— Благодарю за понимание, тетушка. Уверена, мне не представится случая о нем жалеть.
— Что ж, — пробасил священник, — Альционе нужен отдых, так что я удаляюсь. Но теперь буду часто навещать ее и вас, мистрис. Очень рад, что мы познакомились более близко, даже несмотря на все драматические обстоятельства, предшествовавшие этому.
Да-да, меня будут навещать, а это значит, что опять подсыпать мне порошочка просто так не получится. Придется вам действовать более осторожно. Но теперь я знаю всю подноготную, так что легко вам не будет.
Напоследок отец Далмаций осенил меня благословляющим кругом и вышел, бросив недвусмысленный взгляд на госпожу Морвейн, в котором отчетливо читалось: «Я присматриваю за этой девочкой и в обиду ее не дам».
— Иди к себе, Альциона, — сквозь зубы повторила тетка.
На сей раз ее слова совпали с моим желанием.

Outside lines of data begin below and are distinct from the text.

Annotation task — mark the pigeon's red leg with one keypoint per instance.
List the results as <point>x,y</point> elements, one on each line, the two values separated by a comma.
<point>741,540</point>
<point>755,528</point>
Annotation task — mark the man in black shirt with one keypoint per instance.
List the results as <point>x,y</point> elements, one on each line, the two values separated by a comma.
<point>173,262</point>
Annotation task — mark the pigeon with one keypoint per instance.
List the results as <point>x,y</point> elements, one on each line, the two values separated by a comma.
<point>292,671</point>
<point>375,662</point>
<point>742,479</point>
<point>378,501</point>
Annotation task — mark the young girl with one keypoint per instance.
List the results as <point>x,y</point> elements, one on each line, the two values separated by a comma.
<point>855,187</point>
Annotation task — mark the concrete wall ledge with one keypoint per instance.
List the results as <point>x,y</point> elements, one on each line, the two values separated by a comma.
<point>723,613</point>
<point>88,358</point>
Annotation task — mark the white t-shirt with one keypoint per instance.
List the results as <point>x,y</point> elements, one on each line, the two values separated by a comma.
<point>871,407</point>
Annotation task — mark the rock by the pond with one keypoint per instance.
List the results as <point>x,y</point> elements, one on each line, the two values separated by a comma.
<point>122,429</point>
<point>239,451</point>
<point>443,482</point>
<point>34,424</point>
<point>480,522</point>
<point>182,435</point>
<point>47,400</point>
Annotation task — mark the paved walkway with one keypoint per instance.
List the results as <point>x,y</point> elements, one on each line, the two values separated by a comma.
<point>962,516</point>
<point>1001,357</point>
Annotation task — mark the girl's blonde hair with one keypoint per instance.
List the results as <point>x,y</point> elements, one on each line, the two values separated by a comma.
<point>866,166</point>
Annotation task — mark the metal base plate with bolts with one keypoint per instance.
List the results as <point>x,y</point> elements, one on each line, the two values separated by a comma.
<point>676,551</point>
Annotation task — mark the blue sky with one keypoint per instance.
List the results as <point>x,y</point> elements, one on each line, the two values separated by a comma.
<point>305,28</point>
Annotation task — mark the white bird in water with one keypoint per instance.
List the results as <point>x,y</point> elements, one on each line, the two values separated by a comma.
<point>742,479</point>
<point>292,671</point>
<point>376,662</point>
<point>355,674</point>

Нам обеим нужно было побыть в одиночестве и подумать, как жить дальше.
12. Глава 12
Комнату Альционы, расположенную на втором этаже, я оглядывала как бы двойной парой глаз: своими родными, которым все казалось непривычным и не очень понятным; и глазами жившей здесь Алли, которым все было знакомо до обыденности.
Вот узкая кровать, застеленная верхним камвольным[1] покрывалом; вот два сундука, один с льняными постельными принадлежностями, второй с вещами; вот несколько железных крючков для одежды, прибитых прямо к стене, и на одном из них висит платье-туника изумрудного цвета; вот встроенный в стену камин; вот крошечный столик, на котором стоит шкатулка с украшениями, а рядом примостилась небольшая коробочка с зеркалом внутри. Над постелью прибито необычное деревянное распятие: крест, заключенный в круг, а в середине креста искусно вырезаны два красивых крыла. Круг символизирует Отца, крест — Сына, а крылья — Святого Духа. Возле столика прямо на полу стоят таз и кувшин для омовения.
Одна дверь из комнатки выходит в общий коридор, а вторая ведет в уборную, где помимо горшка есть невиданное удобство — стульчак, чьи края покрыты мягкой тканью.
Госпожа Морвейн вовсе не играла в записную злодейку: она не лишила племянницу ее комнаты, не загнала жить в чулан под лестницей на манер небезызвестных Дурслей и Мальчика-со-шрамом, оставила ей все доступные удобства и материальные блага. В последние месяцы девочка была для нее совершенно безобидна — тихая, одурманенная она не представляла опасности. А если бы кто зашел их проведать, так вот, смотрите, для Альционы предоставлены все условия, тетушка заботится о ней.
Лишения Алли лежали гораздо глубже. Она потеряла не комнату, но — дом; не свой высокий статус, но — свободу, не красивую одежду, но — будущее, ведь ее так отчаянно пытались оставить без наследства и сплавить замуж.
Именно это мне и предстояло изменить. И начать, пожалуй, следовало с поисков злополучного завещания. Но кое-что хотелось прояснить прежде всего остального…
Я подошла к столу и открыла коробочку с зеркалом. Глубоко вздохнув и собравшись с силами, подняла зеркало на уровень лица.
Это была я. Только такая, как в свои двадцать. Черты лица, нос, губы — все мое. Отличался разве что цвет глаз — у меня прежней он был скорее ореховый, а не насыщенно-карий, как сейчас отражало зеркало, — и конечно, волосы — моя русая шевелюра из прошлого мира не шла ни в какое сравнение с этими густыми волнами цвета горького шоколада. Пряди выглядели, правда, тускловато, но это неудивительно, учитывая все, что творилось с Алли в последние месяцы. Она с трудом ухаживала за собой, а в относительный порядок ее привели лишь перед самой свадьбой. Собственно, надо это исправить.